This invention relates to the field of digital signal processing, and in particular to a method of reducing noise in a signal that may contain speech, for example in telephony, when operating in high noise environments.
Noise cancellation is a crucial feature for acoustic echo cancellers when operating in high noise environments, such as the mobile telephone environment. For example, the ambient noise in an automotive environment is higher than that in other environments due to engine and road noise. Due to the elevated noise level the voice signal can become unintelligible. Under these conditions noise reduction can significantly improve the voice quality of a call.
The most common and effective method for noise reduction is spectral subtraction as described in J S. F. Boll: “Suppression of Acoustic Noise in Speech Using Spectral Subtraction”, IEEE Trans. on Acous. Speech and Sig.
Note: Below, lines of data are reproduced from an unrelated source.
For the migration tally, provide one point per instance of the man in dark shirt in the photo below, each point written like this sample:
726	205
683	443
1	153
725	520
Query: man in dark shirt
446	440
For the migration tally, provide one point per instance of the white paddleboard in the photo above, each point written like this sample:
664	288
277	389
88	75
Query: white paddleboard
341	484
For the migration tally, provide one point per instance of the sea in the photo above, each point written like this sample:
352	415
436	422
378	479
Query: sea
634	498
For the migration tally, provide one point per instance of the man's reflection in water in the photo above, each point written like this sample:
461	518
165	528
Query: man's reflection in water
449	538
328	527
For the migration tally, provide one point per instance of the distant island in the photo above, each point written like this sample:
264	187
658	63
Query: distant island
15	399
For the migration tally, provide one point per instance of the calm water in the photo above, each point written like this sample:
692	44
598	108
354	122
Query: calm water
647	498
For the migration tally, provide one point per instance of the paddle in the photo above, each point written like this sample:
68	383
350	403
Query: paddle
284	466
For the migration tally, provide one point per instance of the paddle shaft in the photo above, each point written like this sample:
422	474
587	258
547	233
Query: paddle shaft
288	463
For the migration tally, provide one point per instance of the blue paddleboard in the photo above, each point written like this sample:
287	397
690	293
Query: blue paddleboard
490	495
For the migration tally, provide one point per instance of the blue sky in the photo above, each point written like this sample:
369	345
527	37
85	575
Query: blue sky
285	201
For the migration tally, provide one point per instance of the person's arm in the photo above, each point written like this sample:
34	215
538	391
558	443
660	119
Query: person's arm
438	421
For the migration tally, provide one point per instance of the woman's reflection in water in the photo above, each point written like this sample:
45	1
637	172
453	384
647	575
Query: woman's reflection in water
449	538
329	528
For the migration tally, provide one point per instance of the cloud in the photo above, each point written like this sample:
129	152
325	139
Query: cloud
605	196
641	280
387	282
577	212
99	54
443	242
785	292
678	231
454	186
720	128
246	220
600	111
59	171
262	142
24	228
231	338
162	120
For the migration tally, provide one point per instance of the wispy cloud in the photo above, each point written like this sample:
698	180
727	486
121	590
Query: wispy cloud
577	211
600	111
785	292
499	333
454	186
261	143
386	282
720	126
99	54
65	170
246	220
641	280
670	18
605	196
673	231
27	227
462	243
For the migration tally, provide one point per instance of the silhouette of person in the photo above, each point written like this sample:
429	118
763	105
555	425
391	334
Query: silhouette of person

Proc., 27, 1979. pp. 113-120, the contents of which are herein incorporated by reference. However, the spectral subtraction requires a transform (FFT or DCT are commonly used) to separate speech and background noise in a spectral transform domain. The noise spectrum is subtracted in each spectrum sub-band so that clean speech can be preserved. These transforms require a lot of computation power and are therefore costly to implement.
In the present invention, noise subtraction is done purely in the time domain so no transforms are required. The invention solves the problem of how to reduce background noise while minimizing the speech distortion. The method can also be applied to any spectral subtraction method where the inventive method can be applied to each sub-spectrum.
The noise reduction method includes accurate noise level measurement both when speech is dominant and not present, and achieves noise reduction without deteriorating the incoming speech. The inventive method can also be applied to any spectral subtraction method where the same implementation can be applied to each individual spectrum sub-band.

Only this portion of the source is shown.